Pankhurst, now in her sixties, doesn’t remember much of her earlier life. Though this would make her an unreliable narrator in any other story, Krasnostein has worked diligently to be both biographer and researcher and give Pankhurst her history back. This “biography” is more than just the story of a woman with an extraordinary job—it is about claiming a personal history and embracing the trauma that the woman survived, while giving others the same dignity and respect in her current career as a trauma cleaner, someone who is called in to clean a residence in the aftermath of a murder, suicide, or obscene hoarding.

Trauma Cleaner is part-memoir, part-biography, all character study. Beyond Pankhurst’s own story, Krasnostein briefly relays the history of transgender peoples of Australia during the 70s and 80s, when they were at risk for unprovoked beatings by police and shunning from society. This is Sandra’s story, to be sure, but it is also a story of death and rebirth. It is the story of survival through the act of physically purging garbage.

Krasnostein tells of both Sandra’s life in Australia from a traumatic, abuse-filled childhood, where she was abused regularly and eventually thrown out of the house by the age of 17, to the present, where Sandra lives with lung and liver diseases, running a successful business, and trying to reconnect with the son she left.
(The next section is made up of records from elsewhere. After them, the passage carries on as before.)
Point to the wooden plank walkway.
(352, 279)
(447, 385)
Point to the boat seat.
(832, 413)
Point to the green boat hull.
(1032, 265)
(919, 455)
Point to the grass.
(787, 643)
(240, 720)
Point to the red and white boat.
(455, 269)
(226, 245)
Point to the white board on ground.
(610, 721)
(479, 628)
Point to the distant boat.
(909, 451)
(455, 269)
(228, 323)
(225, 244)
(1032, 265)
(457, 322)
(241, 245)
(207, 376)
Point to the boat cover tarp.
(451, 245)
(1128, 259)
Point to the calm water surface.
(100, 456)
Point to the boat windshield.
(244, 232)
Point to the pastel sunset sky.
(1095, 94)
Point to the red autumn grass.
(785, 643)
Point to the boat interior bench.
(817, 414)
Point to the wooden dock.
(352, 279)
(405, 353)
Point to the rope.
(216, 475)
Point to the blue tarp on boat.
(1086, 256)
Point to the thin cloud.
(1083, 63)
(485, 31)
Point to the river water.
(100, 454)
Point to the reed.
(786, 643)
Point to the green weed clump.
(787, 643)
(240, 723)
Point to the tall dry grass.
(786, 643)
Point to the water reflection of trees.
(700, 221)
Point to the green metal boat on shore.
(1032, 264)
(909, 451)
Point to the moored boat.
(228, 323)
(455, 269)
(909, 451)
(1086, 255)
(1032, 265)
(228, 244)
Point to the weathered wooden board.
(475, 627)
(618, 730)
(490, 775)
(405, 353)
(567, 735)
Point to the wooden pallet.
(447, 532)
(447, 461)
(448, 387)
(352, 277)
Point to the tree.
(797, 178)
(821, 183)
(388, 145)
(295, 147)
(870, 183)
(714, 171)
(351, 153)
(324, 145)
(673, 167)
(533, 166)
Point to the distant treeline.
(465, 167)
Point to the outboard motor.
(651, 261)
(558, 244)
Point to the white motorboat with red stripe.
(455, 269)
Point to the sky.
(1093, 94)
The alternating chapters show Pankhurst at work. These chapters are named by the clients Sandra is helping to get back on their feet, by cleaning their houses and putting them back into order. These clients are often older, live alone, and hoarders of a great variety. They have lived through their own traumas, which have manifested in garbage that climbs the walls, and dirty dishes that breed mold. Through these chapters, Krasnostein is able to give Pankhurst’s life more vividness. Here, we see the way Sandra deals with her clients, in a soft, reassuring tone. She cracks jokes while cleaning piles of mail next to a woman’s bed. She muses about framing a wall-sized mural to frowning over rotted floorboards. She has given these people—who society would deem inappropriate—life and respect once again. And in doing so, Pankhurst has also worked through her own personal traumas.

The biography is highly recommended for anyone who’s interested in LGBTQ+ history, and also those surviving trauma.